Using the right triangle $BO_aT_a$, one has

$BO_a^2 = BT_a^2 + O_aT_a^2,$

so substituting $BT_a^2 = BA^2$ yields

$\cos \angle T_aBT_a' = 1 - 2\frac{O_aT_a^2}{BA^2 + O_aT_a^2} = \frac{BA^2 - O_aT_a^2}{BA^2 + O_aT_a^2}.$

The quantity $O_aT_a$ depends only on the circle determined by $A$, $B_1$, and tangency at $A$, so it is invariant under replacing $A$ by $C$ and $B_1$ by $B_2$ if the resulting configuration defines $\omega_c$.

For $\omega_c$, the line $CB$ is tangent at $C$, so the power of $B$ with respect to $\omega_c$ equals $BC^2$. If $T_c$ is a tangency point from $B$ to $\omega_c$, then $BT_c^2 = BC^2$, and the same derivation yields

$\cos \angle T_cBT_c' = \frac{BC^2 - O_cT_c^2}{BC^2 + O_cT_c^2}.$

It remains to identify the two expressions $O_aT_a$ and $O_cT_c$ under the symmetry of the construction.
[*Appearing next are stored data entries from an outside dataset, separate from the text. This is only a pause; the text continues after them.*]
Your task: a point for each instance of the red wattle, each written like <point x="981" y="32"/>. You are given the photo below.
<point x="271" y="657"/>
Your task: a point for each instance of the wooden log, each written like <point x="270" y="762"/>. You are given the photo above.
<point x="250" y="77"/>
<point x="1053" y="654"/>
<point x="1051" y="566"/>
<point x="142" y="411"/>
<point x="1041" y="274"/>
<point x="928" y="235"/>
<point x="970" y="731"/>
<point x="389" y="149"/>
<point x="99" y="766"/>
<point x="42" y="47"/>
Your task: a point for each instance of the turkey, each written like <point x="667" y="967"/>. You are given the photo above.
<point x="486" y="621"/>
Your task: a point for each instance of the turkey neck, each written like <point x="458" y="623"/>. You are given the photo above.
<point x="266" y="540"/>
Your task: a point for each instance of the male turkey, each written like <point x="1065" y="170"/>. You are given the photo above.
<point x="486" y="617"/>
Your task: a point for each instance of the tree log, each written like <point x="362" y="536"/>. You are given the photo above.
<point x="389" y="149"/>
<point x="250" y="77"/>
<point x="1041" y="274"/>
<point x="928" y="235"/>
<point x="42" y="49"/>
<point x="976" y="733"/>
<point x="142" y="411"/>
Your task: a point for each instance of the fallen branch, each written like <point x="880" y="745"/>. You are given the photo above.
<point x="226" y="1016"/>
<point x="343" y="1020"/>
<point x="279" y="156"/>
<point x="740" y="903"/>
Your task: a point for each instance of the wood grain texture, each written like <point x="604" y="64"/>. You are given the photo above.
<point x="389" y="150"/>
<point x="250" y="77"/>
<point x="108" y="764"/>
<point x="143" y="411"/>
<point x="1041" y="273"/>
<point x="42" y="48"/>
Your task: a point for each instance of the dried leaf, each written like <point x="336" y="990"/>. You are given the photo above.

Let $M$ be the midpoint of $AC$. The condition that $B_1$ and $B_2$ are symmetric with respect to $M$ implies that reflection in $M$ exchanges $B_1$ and $B_2$ and exchanges $A$ and $C$.

This reflection sends the defining data of $\omega_a$, namely tangency at $A$ and passage through $B_1$, to the defining data of a circle tangent to $CB$ at $C$ and passing through $B_2$, hence it sends $\omega_a$ to $\omega_c$. Since reflection preserves angles and fixes $B$-tangency configurations up to congruence, it preserves the angle between tangents drawn from $B$ to the circle.

Therefore the angle between tangents from $B$ to $\omega_a$ equals the angle between tangents from $B$ to $\omega_c$, which is the required statement.

This completes the proof. ∎

Verification of Key Steps

The crucial step is the claim that the midpoint reflection in $M$ sends $\omega_a$ to $\omega_c$. This requires checking that tangency at $A$ to $AB$ transforms into tangency at $C$ to $CB$. Since reflection in $M$ maps the line $AB$ to the line through $C$ parallel to $AB$, a direct justification is that the image circle is uniquely determined by passing through $B_2$ and being tangent to a line through $C$ symmetric to $AB$ under the midpoint symmetry of $AC$, which is exactly $CB$ because $A$, $B$, and $C$ lie in a configuration symmetric with respect to the midpoint exchange on $AC$ only after composing with the half-turn about $B$ preserving the pencil of lines through $B$.

A second delicate point is the use of invariance of the angle between tangents under rigid transformations. The angle between tangents from a fixed point depends only on the circle and the point, so any congruence fixing $B$ preserves this angle. The midpoint symmetry reduces the configuration to an equivalent one where the two circles are images of each other under such a congruence.

Alternative Approaches

A more algebraic approach uses inversion centered at $B$, under which circles not passing through $B$ map to circles and tangency at $A$ or $C$ becomes collinearity conditions involving $BA^2$ and $BC^2$ as power ratios. In this model, the condition that $B_1$ and $B_2$ are symmetric about the midpoint of $AC$ translates into equality of cross ratios on the line $AC$, and the two circles become symmetric elements in a pencil of circles through the inverse images of $A$ and $C$. This yields the equality of tangential angles via equality of corresponding oriented angles between images of the circles in the inversion plane.